An AR-15 was the weapon of choice used for the premeditated carnage at Newtown, Aurora, Orlando, Sutherland Springs and Las Vegas. Now the once peaceful town of Parkland joins the growing list of towns and cities that have fallen victim to murderers with access to such lethal weapons and virtually unlimited ammunition, that together allow civilians to take human life as easily and as quickly as possible.

Our thoughts are with the Parkland Community.
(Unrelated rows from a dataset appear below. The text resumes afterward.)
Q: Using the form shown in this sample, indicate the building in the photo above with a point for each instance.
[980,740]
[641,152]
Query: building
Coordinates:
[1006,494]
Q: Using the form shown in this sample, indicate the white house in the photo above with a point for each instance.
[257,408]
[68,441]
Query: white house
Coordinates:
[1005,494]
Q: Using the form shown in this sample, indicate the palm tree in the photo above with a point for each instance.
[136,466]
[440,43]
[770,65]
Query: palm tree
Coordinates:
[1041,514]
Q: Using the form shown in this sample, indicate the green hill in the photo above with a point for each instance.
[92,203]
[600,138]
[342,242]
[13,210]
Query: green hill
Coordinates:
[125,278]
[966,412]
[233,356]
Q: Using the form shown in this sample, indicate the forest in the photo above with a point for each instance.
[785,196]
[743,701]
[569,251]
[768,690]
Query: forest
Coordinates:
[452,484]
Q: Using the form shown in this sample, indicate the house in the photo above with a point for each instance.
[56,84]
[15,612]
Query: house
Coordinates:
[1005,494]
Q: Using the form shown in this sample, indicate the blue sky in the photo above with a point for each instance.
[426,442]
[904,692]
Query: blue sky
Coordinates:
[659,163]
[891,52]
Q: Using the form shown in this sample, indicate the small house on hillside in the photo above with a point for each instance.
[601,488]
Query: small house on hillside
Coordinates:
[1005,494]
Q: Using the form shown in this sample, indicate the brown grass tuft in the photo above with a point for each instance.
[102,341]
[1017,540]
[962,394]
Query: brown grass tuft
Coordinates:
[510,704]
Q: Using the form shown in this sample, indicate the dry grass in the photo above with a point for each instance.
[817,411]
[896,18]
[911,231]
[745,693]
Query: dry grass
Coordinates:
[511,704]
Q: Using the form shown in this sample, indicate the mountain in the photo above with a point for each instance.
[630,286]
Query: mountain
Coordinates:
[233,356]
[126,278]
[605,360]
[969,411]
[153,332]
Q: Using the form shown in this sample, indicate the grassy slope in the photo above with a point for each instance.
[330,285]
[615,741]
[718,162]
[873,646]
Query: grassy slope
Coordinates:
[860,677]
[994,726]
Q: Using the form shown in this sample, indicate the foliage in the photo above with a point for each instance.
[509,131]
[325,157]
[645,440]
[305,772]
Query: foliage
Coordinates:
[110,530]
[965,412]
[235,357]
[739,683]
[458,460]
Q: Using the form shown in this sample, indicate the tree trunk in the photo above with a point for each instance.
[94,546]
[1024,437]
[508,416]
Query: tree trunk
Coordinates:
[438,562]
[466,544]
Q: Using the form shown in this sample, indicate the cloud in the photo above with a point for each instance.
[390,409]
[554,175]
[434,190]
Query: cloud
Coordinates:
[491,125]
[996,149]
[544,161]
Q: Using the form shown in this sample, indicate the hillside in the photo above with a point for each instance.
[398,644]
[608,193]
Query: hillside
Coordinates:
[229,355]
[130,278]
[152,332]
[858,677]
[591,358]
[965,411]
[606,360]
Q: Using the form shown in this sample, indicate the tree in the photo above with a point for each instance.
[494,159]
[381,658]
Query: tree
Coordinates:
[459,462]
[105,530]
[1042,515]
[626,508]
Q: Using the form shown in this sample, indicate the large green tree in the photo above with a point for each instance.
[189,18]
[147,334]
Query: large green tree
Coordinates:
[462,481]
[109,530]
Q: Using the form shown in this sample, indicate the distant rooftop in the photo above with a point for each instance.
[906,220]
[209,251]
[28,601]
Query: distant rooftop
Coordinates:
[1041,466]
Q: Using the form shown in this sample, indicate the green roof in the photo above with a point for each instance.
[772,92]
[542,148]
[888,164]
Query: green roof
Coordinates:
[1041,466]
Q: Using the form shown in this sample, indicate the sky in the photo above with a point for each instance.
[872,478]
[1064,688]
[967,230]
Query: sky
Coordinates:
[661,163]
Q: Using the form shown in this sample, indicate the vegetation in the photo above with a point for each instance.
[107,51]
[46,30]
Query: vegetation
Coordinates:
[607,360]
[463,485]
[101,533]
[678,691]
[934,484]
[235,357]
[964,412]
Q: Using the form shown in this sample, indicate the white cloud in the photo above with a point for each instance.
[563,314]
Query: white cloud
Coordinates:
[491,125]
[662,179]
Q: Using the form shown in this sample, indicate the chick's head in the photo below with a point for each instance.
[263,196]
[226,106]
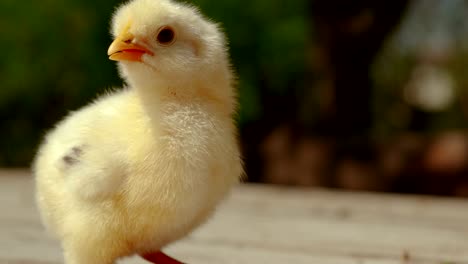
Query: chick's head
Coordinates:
[169,43]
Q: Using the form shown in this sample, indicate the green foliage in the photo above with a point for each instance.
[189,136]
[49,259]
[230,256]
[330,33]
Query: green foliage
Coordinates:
[54,59]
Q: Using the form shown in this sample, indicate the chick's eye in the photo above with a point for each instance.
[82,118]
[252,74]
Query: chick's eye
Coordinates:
[166,36]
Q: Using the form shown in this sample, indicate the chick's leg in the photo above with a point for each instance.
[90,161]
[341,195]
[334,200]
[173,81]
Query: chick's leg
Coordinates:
[160,258]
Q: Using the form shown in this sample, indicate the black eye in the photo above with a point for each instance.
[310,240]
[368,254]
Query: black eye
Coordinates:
[166,36]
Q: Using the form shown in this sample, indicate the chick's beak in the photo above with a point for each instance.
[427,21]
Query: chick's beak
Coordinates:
[126,50]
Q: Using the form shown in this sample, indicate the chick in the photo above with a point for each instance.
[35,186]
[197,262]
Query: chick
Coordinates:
[143,166]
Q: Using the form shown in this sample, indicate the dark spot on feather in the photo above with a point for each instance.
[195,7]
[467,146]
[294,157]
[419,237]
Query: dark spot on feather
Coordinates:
[73,156]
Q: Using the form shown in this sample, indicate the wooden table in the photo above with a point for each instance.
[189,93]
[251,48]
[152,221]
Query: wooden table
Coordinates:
[264,224]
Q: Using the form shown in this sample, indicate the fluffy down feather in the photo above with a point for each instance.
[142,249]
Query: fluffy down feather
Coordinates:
[142,166]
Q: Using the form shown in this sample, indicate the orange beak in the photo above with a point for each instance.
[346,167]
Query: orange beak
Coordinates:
[126,50]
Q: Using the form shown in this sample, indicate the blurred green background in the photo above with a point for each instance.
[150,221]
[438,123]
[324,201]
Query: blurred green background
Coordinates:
[356,95]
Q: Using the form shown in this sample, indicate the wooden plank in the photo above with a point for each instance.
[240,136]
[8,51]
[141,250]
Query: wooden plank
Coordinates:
[266,224]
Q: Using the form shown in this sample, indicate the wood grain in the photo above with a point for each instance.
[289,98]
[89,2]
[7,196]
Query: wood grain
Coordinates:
[266,224]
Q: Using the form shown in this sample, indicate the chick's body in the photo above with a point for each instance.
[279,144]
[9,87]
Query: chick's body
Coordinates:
[143,166]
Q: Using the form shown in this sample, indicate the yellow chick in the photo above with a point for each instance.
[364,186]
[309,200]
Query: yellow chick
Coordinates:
[143,166]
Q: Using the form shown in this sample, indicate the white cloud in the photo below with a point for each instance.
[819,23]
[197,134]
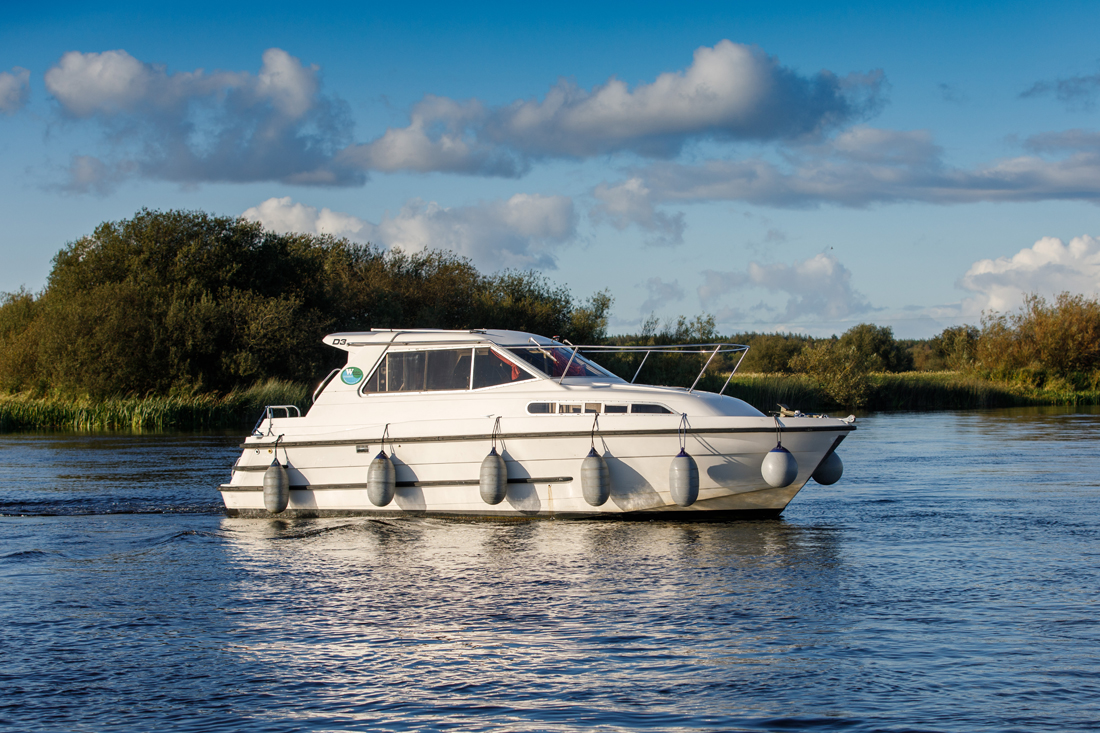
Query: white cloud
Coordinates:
[518,232]
[729,91]
[1047,267]
[14,89]
[521,231]
[629,203]
[817,288]
[1076,93]
[195,127]
[661,294]
[437,139]
[864,166]
[283,215]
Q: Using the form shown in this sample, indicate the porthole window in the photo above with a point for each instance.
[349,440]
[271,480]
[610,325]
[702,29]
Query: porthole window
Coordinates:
[650,409]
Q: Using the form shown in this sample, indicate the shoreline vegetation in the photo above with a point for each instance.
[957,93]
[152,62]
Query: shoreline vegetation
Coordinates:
[182,320]
[240,409]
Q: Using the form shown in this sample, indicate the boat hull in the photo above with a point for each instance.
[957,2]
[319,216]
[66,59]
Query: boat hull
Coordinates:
[438,474]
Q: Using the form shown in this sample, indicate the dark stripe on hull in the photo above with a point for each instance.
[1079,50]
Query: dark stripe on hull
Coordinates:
[722,515]
[399,484]
[363,446]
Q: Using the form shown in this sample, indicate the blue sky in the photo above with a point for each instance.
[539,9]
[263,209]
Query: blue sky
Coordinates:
[782,166]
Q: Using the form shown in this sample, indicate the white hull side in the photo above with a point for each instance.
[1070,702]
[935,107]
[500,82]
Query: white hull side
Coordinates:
[439,476]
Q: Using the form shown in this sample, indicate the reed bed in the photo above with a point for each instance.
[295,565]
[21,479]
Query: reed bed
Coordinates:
[237,409]
[908,391]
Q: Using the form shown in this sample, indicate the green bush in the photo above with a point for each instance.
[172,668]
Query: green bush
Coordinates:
[184,302]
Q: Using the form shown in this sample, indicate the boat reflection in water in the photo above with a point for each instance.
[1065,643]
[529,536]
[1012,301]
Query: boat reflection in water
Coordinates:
[506,424]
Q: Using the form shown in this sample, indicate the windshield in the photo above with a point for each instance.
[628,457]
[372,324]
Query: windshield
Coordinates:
[553,361]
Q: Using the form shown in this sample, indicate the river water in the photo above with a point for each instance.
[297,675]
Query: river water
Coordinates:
[950,581]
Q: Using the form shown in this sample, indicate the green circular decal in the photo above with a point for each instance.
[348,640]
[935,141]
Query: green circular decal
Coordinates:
[351,375]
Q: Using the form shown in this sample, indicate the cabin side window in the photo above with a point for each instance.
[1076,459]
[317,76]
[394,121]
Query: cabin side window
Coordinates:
[421,371]
[491,369]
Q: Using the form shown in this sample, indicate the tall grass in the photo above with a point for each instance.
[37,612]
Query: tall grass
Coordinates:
[237,409]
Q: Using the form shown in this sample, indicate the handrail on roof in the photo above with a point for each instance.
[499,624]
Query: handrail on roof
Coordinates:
[666,348]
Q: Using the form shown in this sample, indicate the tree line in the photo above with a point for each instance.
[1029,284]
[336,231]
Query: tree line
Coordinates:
[184,302]
[173,303]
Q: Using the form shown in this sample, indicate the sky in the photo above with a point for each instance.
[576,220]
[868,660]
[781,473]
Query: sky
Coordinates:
[781,166]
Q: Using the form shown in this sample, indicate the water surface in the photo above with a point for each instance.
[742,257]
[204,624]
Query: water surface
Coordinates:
[948,582]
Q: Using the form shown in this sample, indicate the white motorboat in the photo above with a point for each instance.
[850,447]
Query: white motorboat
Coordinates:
[505,424]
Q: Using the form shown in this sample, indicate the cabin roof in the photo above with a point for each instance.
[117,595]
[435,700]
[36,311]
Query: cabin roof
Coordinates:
[349,340]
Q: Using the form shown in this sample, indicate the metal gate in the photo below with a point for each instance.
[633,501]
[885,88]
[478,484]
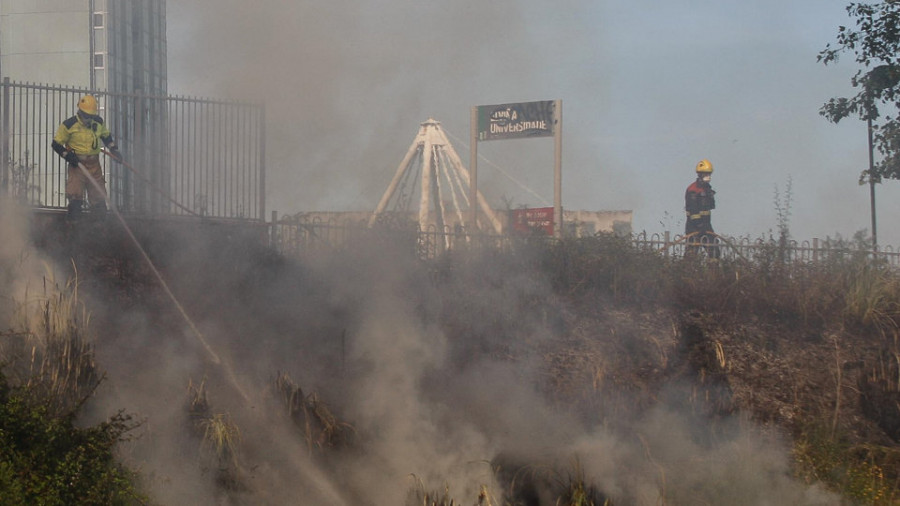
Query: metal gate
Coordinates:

But our focus is on legislators across the country to do something about the public health crisis of gun violence in America.

We support Florida’s effort to pass a ban on assault weapons and we demand that Congress do the same on the national level, as well as ban large capacity magazines.  We encourage citizens to ask legislators here in Connecticut to do everything they can to continue to keep our children safe; not with more guns, but with fewer.

Thoughts and prayers are not enough. We must do something now, with action, not words. We must be the catalyst for change. Our children deserve better.

Jeremy Stein is the Executive Director of Connecticut Against Gun Violence.